A property that is near a hill or mountain has a higher risk of mudslides. You should inspect the area for signs of erosion and look for historical data about mudslides on the property you’re interested in.
8. Rain Damage
The rainy season lasts from late November to April in Costa Rica. Heavy rainfall can cause damage to homes. It’s one of the risks of buying property in Costa Rica that is unique to countries with a rainy season.
Here are a few things to consider:
- Is there good drainage on the property? Is there a risk of having water pool around the house?
- Is there good drainage on the neighboring properties?
- Have heavy rains or floods damaged the road that leads to the property? Is the local municipality making efforts to maintain this road?
- Are there signs of mold or mildew inside or outside of the house?
- Can you see cracks in the foundation and load-bearing walls?

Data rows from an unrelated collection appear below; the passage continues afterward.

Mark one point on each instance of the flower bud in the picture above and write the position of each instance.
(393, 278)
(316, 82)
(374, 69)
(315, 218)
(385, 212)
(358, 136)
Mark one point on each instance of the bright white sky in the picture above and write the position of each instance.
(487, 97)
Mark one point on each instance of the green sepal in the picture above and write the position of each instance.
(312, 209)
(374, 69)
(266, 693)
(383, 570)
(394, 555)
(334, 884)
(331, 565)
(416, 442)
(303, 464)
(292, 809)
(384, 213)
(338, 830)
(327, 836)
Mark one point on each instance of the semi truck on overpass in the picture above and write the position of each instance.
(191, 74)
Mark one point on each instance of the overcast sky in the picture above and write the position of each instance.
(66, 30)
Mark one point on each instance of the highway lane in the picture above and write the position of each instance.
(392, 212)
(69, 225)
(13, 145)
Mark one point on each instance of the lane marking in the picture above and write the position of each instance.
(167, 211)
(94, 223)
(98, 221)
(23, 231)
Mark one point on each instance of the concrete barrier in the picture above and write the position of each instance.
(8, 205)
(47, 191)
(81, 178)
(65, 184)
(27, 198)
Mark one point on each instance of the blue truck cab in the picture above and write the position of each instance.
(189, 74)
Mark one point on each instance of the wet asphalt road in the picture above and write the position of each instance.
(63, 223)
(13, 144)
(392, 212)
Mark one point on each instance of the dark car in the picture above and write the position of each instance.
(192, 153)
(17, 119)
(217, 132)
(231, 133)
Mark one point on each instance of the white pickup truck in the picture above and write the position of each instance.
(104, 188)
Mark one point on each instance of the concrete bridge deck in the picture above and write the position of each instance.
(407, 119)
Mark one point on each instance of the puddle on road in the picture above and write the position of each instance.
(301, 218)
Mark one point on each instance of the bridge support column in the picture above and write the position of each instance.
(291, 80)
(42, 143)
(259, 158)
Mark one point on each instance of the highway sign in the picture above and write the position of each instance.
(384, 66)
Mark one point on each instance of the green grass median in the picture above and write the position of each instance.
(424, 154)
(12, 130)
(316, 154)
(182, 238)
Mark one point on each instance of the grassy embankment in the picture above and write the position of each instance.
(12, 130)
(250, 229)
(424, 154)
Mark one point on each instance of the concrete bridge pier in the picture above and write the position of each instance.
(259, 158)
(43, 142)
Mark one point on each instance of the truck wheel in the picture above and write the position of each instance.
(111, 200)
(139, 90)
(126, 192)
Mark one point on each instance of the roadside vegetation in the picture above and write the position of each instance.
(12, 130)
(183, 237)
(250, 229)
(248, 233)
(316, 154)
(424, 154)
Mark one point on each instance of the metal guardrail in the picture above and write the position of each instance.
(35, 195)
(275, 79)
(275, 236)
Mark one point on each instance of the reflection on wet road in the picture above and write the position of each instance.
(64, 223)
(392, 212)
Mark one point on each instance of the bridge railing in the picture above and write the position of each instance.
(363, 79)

- Are there leaks or other signs of rain damage on the roof?
Heavy precipitations are a part of life in Costa Rica, but it’s important to assess whether you’ll need to pay for expensive repairs like installing a new roof before investing in a property.
Small earthquakes are a daily occurrence in Costa Rica. On average, there is a major earthquake once every decade.
Earthquakes aren’t a significant risk for your personal safety, but you should know that the small tremors most people don’t notice can cause damage to a property.
Exposure to small tremors can cause the following issues:
- The floor can separate from the walls.
- Cracks can appear between walls and cupboards or around light fixtures.
- You might notice gaps where plumbing pipes enter and exit the home.
- Windows can develop small gaps that let in cold air.
- The doors can become hard to open.
- A damaged roof can result in leaks and other issues.
These problems typically develop over time and can be hard to spot. They can appear days after a small earthquake, and the owner of the home might not notice these issues right away.
It’s best to schedule a thorough house inspection before investing in a property. The inspector will look for these signs and let you know if you’ll have to invest in repairs.
10. Pest Problems
Pest problems are another risk to consider when looking for a property in Costa Rica. Pest infestations can happen anywhere in the world, but you should know that cockroaches and rats are the two most common types of pest in Costa Rica.
It’s an important consideration because cockroaches and rats can cause extensive damage to a property. Getting rid of a pest infestation can be costly.
You should schedule a home inspection. The inspector will look for droppings and other signs of a pest problem, like damage to the walls and flooring, unusual odors, or marks.
You should also be wary of standing bodies of water on the property or in the area. Bodies of water attract mosquitoes, which can be a nuisance and carry dangerous diseases. Mosquitoes are present everywhere in Costa Rica, but a stagnating body of water can impact your ability to enjoy your property.
A property in Costa Rica can be a great investment. It will hold its value well due to the popularity of this destination, and you can expect an interesting return on this investment if you want to turn the property into a vacation rental.
It’s important to consider different risks that are unique to Costa Rica before investing in a property. It’s best to hire a real estate attorney to help you perform the due diligence process so you can find a good investment.